Deborah Hoshiyama had been teaching special education for just six school days and was immediately suspended, according to Principal Jeff Vilardi.
“We found out at about 8:30 a.m. this morning,” Vilardi said. “No one had any idea [about the allegations]. The decision was made to let the due process play out and she was suspended with pay.”
Hoshiyama received her license to teach in Hawaii on Oct. 1 from the Hawaii Teacher Standards Board, according to its database.
On Oct. 20, a grand jury arrest warrant for her was issued in Arizona by the Maricopa County Attorney’s office, but she had already left the state, according to the U.S. Marshals.
The warrant alleges that she had a sexual relationship with a minor from about Aug. 1, 2007, to April 11, 2008, while she was a teacher in Avondale, Ariz., according to the marshals. She faces five counts of sexual conduct with a minor.
U.S. Marshals tracked her to Honolulu and the U.S. Marshals Task Force members conducted surveillance and arrested her at 5:15 a.m. Tuesday at her residence on Ala Wai Boulevard.
Hoshiyama, who is also known as Deborah Nicholson, was booked at the Honolulu Police Department and held pending a court appearance and extradition hearing back to Arizona.
Voyager completed three reference checks on her, all of them positive, and on Nov. 5 submitted her name to the Department of Education for a criminal background check, the principal said.
“She was cleared to begin work starting the 7th,” Vilardi said. “We have the documentation that supports our claim that she was released to work. We never start anyone without the proper clearance. Voyager would never do anything to put any student at risk.”
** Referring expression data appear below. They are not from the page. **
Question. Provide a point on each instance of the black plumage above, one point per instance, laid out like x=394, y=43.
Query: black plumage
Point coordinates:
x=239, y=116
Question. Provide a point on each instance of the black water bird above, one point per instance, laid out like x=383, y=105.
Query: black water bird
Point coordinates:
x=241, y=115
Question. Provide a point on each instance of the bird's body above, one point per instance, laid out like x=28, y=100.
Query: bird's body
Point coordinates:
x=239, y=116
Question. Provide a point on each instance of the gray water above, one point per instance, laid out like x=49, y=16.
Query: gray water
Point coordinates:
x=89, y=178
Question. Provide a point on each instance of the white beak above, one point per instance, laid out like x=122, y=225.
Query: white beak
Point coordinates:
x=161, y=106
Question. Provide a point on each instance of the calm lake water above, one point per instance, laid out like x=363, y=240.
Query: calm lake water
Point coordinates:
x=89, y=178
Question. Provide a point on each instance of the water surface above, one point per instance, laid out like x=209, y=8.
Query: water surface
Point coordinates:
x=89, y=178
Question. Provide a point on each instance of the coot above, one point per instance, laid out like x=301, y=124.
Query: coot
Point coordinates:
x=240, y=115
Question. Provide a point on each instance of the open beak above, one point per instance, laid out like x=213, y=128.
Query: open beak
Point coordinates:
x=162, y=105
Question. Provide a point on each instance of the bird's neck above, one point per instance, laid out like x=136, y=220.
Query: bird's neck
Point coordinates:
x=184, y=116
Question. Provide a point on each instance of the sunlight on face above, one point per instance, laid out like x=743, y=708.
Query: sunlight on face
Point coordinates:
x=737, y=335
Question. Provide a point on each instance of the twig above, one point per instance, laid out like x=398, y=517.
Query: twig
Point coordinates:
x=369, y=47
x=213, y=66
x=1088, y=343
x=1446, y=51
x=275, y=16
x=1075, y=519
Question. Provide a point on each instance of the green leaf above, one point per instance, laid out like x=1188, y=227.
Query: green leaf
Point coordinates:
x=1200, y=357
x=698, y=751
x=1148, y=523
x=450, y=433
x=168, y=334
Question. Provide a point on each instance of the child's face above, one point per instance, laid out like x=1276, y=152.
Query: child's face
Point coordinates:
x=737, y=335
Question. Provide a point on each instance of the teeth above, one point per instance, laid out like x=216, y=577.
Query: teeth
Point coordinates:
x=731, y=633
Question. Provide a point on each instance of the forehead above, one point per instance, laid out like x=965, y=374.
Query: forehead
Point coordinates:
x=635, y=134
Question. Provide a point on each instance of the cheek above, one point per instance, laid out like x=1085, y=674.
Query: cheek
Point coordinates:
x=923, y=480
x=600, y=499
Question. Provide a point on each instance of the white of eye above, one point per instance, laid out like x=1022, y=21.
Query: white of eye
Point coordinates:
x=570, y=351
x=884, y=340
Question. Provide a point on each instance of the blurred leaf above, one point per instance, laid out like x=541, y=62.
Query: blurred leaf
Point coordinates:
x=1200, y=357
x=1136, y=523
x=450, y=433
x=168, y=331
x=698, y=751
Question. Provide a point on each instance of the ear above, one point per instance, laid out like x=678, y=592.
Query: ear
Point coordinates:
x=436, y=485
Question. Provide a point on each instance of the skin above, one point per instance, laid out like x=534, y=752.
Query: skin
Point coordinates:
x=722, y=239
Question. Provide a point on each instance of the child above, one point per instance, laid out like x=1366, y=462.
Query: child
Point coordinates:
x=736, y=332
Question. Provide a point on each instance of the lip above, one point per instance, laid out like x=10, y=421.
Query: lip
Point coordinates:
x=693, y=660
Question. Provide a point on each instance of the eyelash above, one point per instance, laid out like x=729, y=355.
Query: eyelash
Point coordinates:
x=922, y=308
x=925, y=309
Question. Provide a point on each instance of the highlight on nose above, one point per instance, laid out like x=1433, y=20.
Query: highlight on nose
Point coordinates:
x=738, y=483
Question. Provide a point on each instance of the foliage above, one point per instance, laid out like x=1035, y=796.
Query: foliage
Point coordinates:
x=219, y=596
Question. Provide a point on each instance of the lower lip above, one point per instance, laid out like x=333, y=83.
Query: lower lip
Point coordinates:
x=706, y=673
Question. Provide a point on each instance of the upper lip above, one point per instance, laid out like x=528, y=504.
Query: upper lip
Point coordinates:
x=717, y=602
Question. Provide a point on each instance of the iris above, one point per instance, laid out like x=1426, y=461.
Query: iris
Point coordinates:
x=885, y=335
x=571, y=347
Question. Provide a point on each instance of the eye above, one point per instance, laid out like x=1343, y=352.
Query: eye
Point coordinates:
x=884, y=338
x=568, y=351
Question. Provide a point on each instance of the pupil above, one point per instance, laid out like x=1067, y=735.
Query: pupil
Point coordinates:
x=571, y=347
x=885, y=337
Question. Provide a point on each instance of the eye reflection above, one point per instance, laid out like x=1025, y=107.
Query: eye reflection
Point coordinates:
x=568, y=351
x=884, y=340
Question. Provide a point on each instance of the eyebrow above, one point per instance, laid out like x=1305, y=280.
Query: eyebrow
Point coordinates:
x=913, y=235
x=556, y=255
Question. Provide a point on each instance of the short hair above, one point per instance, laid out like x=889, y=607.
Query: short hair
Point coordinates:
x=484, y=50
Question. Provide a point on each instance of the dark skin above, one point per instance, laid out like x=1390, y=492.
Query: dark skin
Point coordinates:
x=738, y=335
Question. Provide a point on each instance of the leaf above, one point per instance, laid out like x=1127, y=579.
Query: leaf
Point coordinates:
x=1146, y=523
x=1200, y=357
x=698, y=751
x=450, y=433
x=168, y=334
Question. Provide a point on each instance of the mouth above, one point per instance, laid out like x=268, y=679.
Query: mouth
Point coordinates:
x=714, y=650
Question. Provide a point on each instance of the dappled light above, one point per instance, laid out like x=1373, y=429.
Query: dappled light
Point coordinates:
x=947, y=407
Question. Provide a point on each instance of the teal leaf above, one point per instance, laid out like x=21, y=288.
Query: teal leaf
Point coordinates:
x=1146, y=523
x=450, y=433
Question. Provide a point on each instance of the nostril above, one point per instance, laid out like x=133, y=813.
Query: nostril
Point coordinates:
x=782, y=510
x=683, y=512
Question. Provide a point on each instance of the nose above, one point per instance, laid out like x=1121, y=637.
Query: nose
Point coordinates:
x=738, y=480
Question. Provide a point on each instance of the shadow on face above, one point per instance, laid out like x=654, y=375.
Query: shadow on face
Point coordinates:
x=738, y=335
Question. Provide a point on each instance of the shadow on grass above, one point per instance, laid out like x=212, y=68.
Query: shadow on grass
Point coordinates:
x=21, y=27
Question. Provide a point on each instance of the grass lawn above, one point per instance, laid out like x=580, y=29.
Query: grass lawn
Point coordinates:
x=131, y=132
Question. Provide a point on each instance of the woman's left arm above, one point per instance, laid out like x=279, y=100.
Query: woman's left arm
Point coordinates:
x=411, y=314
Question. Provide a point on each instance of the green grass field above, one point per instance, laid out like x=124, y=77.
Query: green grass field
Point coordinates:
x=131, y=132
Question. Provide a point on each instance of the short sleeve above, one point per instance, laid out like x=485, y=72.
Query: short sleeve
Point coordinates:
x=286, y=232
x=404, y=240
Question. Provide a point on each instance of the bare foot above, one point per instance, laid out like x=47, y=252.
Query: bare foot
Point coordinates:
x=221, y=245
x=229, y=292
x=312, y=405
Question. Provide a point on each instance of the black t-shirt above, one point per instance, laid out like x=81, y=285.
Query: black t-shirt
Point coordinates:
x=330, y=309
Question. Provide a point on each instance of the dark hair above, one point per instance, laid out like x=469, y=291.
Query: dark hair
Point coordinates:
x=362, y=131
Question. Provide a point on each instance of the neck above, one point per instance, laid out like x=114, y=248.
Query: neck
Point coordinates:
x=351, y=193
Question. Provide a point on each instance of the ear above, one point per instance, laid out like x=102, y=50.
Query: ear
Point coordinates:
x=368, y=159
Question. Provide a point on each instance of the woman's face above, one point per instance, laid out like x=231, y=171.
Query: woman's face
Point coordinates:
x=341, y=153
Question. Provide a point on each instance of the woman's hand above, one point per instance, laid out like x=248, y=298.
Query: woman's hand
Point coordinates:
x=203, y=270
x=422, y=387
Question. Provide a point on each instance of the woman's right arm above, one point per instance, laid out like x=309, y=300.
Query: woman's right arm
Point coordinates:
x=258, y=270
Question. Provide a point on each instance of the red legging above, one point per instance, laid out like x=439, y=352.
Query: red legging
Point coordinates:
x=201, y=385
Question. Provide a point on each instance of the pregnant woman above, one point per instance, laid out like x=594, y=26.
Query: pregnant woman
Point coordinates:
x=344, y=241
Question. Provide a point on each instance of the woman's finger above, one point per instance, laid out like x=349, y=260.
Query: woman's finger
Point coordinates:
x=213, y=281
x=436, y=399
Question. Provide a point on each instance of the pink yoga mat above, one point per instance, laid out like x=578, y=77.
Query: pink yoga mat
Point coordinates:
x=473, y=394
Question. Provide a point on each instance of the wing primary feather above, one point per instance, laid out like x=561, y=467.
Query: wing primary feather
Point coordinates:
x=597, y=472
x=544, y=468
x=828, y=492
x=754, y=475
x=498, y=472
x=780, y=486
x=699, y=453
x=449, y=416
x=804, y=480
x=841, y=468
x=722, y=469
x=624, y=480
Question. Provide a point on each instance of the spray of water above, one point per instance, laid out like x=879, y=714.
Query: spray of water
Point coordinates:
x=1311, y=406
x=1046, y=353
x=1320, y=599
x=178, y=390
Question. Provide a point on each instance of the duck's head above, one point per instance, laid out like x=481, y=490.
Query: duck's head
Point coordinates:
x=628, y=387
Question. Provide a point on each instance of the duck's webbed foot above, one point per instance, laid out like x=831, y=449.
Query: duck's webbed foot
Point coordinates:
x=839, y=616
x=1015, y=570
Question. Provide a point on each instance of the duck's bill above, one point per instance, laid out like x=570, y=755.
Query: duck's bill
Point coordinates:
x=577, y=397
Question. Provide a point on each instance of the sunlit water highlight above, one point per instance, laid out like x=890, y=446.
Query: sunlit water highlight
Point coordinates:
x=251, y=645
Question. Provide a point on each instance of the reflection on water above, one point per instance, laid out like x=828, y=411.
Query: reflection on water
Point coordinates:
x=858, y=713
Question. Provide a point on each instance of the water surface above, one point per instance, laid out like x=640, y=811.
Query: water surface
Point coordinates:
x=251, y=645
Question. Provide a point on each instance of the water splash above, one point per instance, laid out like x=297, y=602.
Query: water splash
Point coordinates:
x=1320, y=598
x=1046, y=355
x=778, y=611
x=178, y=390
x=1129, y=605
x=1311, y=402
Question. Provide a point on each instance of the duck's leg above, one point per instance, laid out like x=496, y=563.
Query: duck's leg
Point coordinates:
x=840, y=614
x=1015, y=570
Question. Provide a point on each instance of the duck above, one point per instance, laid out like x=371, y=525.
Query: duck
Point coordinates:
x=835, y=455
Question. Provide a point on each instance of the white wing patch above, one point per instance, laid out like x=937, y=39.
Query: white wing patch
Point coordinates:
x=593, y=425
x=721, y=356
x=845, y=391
Department of Education spokeswoman Donalyn Dela Cruz, however, said Hoshiyama’s application was still being processed, and she had not been approved or hired. The DOE handles special education for the charter schools and hires and pays those teachers.
“I can confidently say the department did not give the green light to move forward as her application was still being processed,” Dela Cruz said. “The first part of her criminal background check was completed only yesterday afternoon. We were just about to get into the second part,” which includes fingerprinting.
“At this point she was not an active employee of the department,” Dela Cruz said Tuesday.
The license issued last month by the Hawaii Teacher Standards Board, which is separate from the Department of Education, said her fields are special education, reading and teaching English as a second language.